A federal regulator is suing an auto loan company for using aggressive and illegal debt collection tactics against service members.
The Consumer Financial Protection Bureau (CFPB) alleges that Security National Automotive Acceptance Company, LLC (SNAAC) used a combination of illegal threats and deceptive claims in order to collect debts.
SNAAC is an Ohio-based auto finance company that operates in more than two dozen states and specializes in lending to service members. It lends money primarily to active-duty and former military to buy used motor vehicles.
Both active-duty and former service members could encounter trouble with the company if they missed or were late on payments. The CFPB alleges that the company violated the Dodd-Frank Wall Street Reform and Consumer Protection Act's prohibitions against unfair, deceptive, and abusive acts and practices by using aggressive collection tactics that took advantage of service members' special obligations to remain current on debts.
The company routinely exaggerated the potential impacts on service member's careers if they remained delinquent, including loss of promotion, loss of security clearance or denial of re-enlistment.

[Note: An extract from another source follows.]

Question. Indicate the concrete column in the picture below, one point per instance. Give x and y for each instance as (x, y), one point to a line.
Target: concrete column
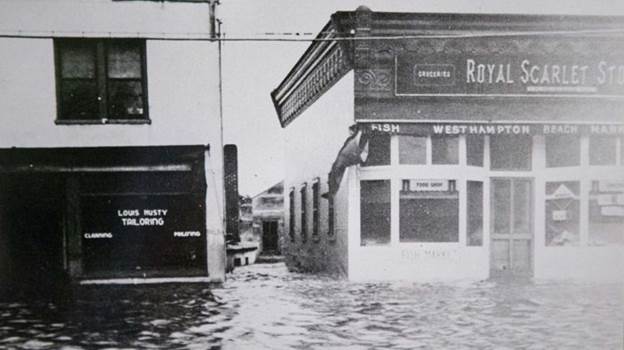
(215, 233)
(71, 228)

These consequences, said the agency, were extremely unlikely.
SNAAC also contacted, and threatened to contact, commanding officers to pressure service members into repayment using a provision buried in the fine print of the loan contracts. Many service members, it said, were either unaware of the provision or didn't understand it.

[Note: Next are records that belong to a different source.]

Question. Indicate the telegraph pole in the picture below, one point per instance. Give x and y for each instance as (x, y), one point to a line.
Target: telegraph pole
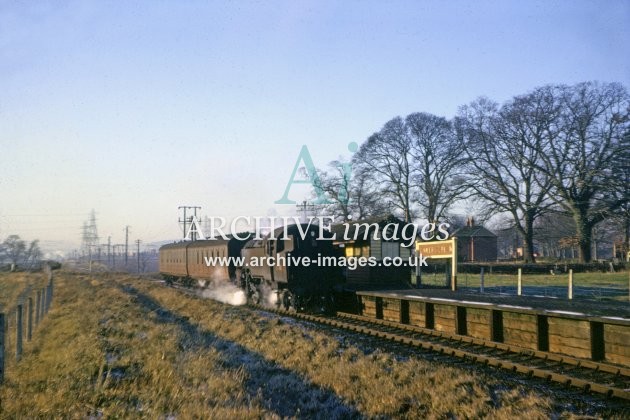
(304, 208)
(138, 253)
(126, 243)
(184, 220)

The CFPB claims that SNAAC falsely threatened to garnish service members' wages even though a court judgement must be obtained first. The company would threaten to pursue an involuntary allotment before they had even determined whether the service member would be sued.
SNAAC also threatened to take legal action against borrowers when, in fact, it had not determined whether to take such action. In numerous instances the company did not intend to take such action at the time.
The agency is seeking compensation for harmed service members, a civil penalty, and an order prohibiting the company from committing future violations.